The results may surprise you, especially if you are one of the many who believe in the value of external control psychology and have been misled by the short-term research that has inundated the literature. Kohn cites six studies that suggest these external approaches were ineffective (if not detrimental) over time. The majority of the studies focused on schools but one looked at the impact of incentive pay for employees.
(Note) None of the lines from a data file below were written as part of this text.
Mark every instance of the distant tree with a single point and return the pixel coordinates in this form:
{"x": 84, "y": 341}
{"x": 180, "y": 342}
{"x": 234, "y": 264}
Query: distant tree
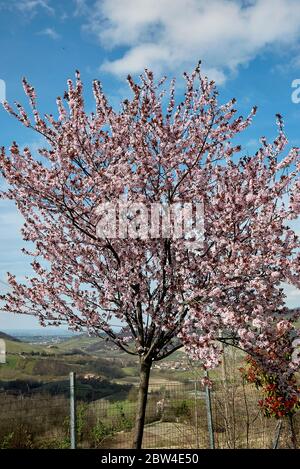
{"x": 167, "y": 291}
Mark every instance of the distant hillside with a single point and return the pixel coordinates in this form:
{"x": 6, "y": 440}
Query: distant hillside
{"x": 8, "y": 337}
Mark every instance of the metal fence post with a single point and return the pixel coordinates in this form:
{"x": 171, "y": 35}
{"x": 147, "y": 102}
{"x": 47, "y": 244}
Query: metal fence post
{"x": 73, "y": 410}
{"x": 209, "y": 416}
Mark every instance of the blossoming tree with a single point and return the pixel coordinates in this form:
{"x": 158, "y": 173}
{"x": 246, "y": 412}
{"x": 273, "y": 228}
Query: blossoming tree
{"x": 164, "y": 293}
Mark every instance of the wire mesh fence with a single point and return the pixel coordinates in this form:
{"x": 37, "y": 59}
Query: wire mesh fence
{"x": 177, "y": 417}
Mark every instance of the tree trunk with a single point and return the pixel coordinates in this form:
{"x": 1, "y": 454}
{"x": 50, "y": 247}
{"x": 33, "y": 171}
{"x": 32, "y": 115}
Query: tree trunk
{"x": 145, "y": 368}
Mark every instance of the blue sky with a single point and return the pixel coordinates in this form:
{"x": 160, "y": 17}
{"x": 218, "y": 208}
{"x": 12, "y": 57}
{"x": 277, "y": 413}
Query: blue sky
{"x": 250, "y": 47}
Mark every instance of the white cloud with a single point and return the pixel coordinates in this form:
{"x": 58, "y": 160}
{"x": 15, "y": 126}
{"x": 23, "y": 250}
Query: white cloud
{"x": 173, "y": 34}
{"x": 31, "y": 6}
{"x": 50, "y": 32}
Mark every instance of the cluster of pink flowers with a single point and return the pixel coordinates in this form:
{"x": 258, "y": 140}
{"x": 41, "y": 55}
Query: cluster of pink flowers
{"x": 164, "y": 293}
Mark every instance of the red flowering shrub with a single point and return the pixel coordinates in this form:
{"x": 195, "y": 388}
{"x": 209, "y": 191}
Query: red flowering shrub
{"x": 275, "y": 403}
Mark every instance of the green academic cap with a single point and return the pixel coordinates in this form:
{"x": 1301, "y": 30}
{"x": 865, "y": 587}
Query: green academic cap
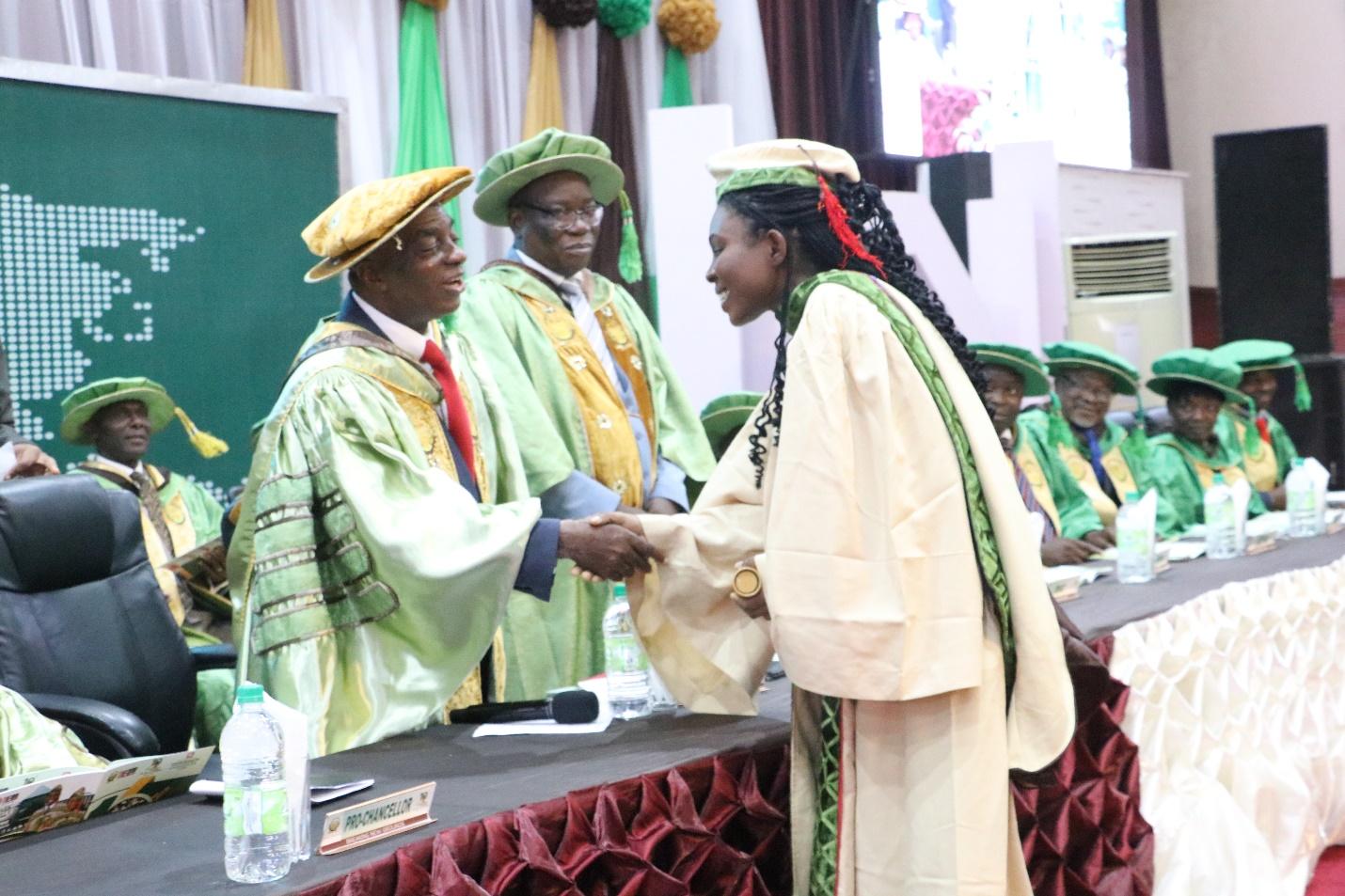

Here are a few of the highlights:
• Preschool children from low-income families in Illinois did considerably better on standardized tests when provided with a two-year program that featured direct instruction (DISTAR) and verbal reinforcement – at least for a while. Researchers found, however, that the gains diminished with each passing year and concluded, “This follow-up data lends little support for the introduction of formal reading instruction during the preschool years for children from low-income homes.” But wait. There’s more. Whereas about three quarters of kids in play-oriented or Montessori schools ended up graduating from high school, less than half of the direct instruction kids graduated. Takeaway: Introducing rigorous academic instruction to preschool children does not appear to lead to lasting positive results.
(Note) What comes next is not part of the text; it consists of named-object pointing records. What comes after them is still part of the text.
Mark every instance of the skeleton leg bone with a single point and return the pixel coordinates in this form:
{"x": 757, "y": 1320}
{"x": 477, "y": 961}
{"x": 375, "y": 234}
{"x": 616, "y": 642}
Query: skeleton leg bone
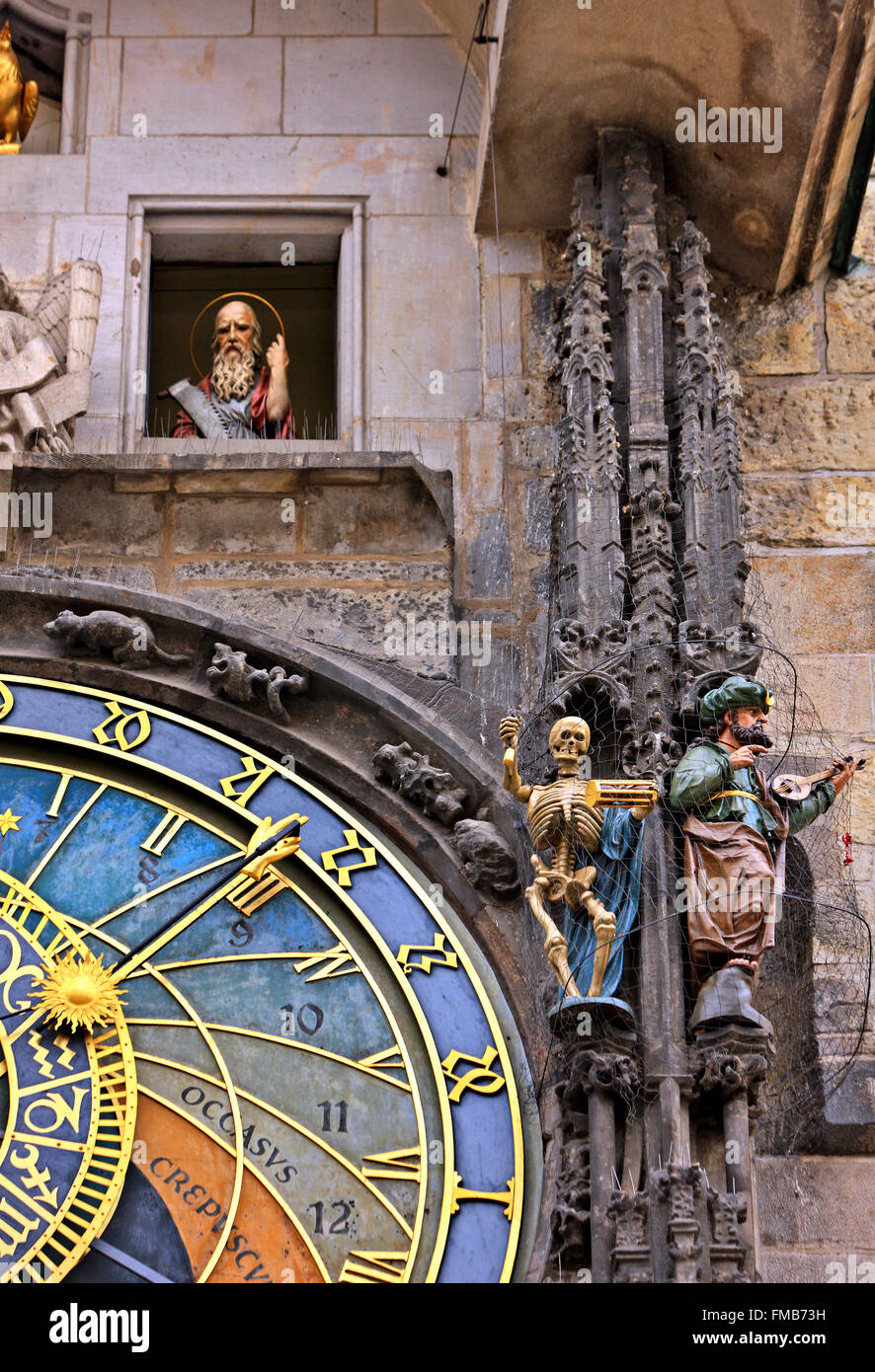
{"x": 555, "y": 945}
{"x": 603, "y": 925}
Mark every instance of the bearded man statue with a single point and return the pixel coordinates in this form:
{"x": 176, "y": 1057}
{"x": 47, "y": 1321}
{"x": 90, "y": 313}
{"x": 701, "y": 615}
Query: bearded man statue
{"x": 735, "y": 832}
{"x": 246, "y": 394}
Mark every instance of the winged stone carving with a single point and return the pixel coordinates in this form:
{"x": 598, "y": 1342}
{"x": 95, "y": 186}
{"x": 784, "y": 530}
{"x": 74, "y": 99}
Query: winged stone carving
{"x": 45, "y": 359}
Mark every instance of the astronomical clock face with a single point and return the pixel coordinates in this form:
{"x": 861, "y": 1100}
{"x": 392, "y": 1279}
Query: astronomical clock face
{"x": 301, "y": 1073}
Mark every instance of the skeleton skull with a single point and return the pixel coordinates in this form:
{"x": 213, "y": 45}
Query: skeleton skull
{"x": 569, "y": 738}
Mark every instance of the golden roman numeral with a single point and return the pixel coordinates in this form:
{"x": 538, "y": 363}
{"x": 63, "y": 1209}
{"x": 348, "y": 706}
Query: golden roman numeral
{"x": 441, "y": 956}
{"x": 121, "y": 722}
{"x": 166, "y": 827}
{"x": 374, "y": 1266}
{"x": 62, "y": 789}
{"x": 387, "y": 1058}
{"x": 354, "y": 845}
{"x": 399, "y": 1165}
{"x": 478, "y": 1079}
{"x": 249, "y": 896}
{"x": 252, "y": 774}
{"x": 463, "y": 1193}
{"x": 336, "y": 959}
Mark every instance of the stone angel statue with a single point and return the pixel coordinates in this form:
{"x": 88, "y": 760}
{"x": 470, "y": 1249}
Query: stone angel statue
{"x": 45, "y": 359}
{"x": 595, "y": 832}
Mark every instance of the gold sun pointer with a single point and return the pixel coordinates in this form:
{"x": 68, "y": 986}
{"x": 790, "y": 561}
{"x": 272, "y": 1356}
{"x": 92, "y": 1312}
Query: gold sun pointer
{"x": 9, "y": 820}
{"x": 78, "y": 992}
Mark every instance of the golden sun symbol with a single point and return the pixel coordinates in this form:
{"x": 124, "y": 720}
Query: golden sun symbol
{"x": 9, "y": 820}
{"x": 78, "y": 992}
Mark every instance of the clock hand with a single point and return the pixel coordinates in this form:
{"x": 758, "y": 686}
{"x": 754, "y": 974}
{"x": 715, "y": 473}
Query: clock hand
{"x": 264, "y": 848}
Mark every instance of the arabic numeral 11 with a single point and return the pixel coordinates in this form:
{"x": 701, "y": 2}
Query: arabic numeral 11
{"x": 326, "y": 1115}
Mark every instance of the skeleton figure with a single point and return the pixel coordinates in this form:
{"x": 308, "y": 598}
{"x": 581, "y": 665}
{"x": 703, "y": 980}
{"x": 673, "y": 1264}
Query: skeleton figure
{"x": 566, "y": 815}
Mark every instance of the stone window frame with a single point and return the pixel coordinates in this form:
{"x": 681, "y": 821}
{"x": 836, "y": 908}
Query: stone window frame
{"x": 211, "y": 215}
{"x": 76, "y": 28}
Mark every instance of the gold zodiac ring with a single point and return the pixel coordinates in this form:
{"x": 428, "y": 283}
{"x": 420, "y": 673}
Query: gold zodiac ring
{"x": 228, "y": 295}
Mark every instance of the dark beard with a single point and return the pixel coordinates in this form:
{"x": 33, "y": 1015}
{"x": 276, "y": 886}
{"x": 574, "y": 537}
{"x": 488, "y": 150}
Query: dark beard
{"x": 756, "y": 734}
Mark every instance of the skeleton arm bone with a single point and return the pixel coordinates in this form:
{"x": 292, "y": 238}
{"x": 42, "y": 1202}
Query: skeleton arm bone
{"x": 512, "y": 780}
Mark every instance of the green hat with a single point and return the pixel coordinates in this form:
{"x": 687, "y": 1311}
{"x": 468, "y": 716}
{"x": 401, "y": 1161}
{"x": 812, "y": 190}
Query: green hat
{"x": 735, "y": 690}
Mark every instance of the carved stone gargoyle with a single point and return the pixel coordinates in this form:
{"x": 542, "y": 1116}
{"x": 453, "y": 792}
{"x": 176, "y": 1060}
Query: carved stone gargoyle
{"x": 45, "y": 359}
• Childhood obesity is a serious health concern in the United States, one so important that it has captured the attention of the First Lady. Most agree that offering rewards for weight loss only makes sense. A 2008 study showed that after four months, those who were given a monetary reward for losing weight had considerably more success than those who received no financial incentive. So rewards work, right? Not so fast. After seven months, “There was no statistically significant weight difference between those in either of the incentive conditions and those who received nothing.” Again, it seems that rewards work well short-term but are of dubious value when looked at over time. (Side “benefit:” I guess you can use the extra cash you earned to purchase your favorite unhealthy fast food.)
• Finally, a study from the world of work. When a group of welders had their contract renegotiated, a long-standing practice of providing incentive pay was removed. As you might expect, productivity declined. But only temporarily. Over time, productivity rates rose to equal or surpass what had been witnessed before. Let me be clear. I am in no way suggesting that workers should be paid less or are not deserving of fair compensation. Instead, this study provides concrete evidence that people work for much more than just pay, something lost on those who practice external control psychology.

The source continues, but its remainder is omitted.